Cúmulo

Es tan continuo que resulta evidente. El tiempo se revuelve en un presente extraño, contemplado en la incoherencia,  se mezcla en identidades pasadas, en nebulosas extraviadas del lugar que les corresponde. Y, de alguna manera, todo empuja hacia el mismo destino. Hacia la sensación de que alguien no está donde debe, y creo que ese soy yo.

La desorientación se acentúa en cada paso. Los rostros perdidos de un tiempo anterior se manifiestan de nuevo, es una especie… de oportunismo extraño, de retorno forzado al lugar que decidieron abandonar por voluntad propia.
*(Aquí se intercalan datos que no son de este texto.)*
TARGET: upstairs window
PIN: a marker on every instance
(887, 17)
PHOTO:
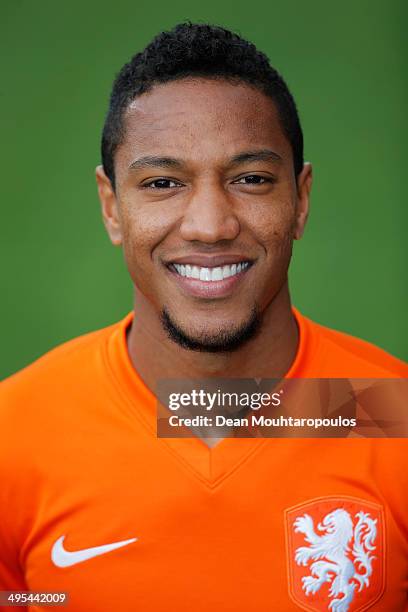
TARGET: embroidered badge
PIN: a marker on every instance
(335, 554)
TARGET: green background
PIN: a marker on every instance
(345, 65)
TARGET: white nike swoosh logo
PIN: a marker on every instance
(64, 558)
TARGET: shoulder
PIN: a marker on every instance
(339, 354)
(58, 375)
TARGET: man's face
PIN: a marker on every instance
(206, 205)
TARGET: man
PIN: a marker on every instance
(203, 184)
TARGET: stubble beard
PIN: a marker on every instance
(224, 340)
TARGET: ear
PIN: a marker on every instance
(304, 186)
(109, 204)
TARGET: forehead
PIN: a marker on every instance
(201, 120)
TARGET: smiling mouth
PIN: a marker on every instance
(210, 274)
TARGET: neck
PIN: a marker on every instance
(268, 355)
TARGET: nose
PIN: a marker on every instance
(209, 215)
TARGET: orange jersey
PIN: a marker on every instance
(93, 504)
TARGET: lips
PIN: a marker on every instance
(209, 277)
(207, 274)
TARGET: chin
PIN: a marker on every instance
(212, 338)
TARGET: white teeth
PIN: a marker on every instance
(210, 274)
(205, 274)
(195, 272)
(216, 274)
(226, 271)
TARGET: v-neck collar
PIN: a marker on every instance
(210, 465)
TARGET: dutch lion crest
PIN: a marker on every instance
(339, 552)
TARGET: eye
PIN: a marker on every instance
(162, 183)
(253, 179)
Y del mismo modo eso me hace creer que yo debería hacer lo mismo que debieran hacer ellos: salir. Encontrar un lugar nuevo, un lugar nuevo dentro de mí mismo y respecto a los demás. Aceptar la soledad, durante el tiempo que sea, y pactar una tregua conmigo mismo y el universo.

Porque es obvio que no estoy haciendo las cosas bien. Quiero decir que… Estoy empeñado en encajar todo esto como un castigo y no tiene por qué serlo. Tal vez sea una lección. Una lección del tipo “te jodieron, te quedaste sin amor, y ahora tienes que ser paciente y tener huevos de aceptar todo el tiempo que sea necesario estar solo”. Algo así, como si me lo hubiera buscado yo. 

Como si en su día no hubiese luchado suficiente. Pero las cosas son así, nunca se ha luchado suficiente, nunca. O eso parece. Yo qué sé. Igual es que estoy demasiado cansado y tengo el problema de ser incapaz de desconectar. De abandonarme a lo que sea aunque sea la misma tragedia, por ejemplo.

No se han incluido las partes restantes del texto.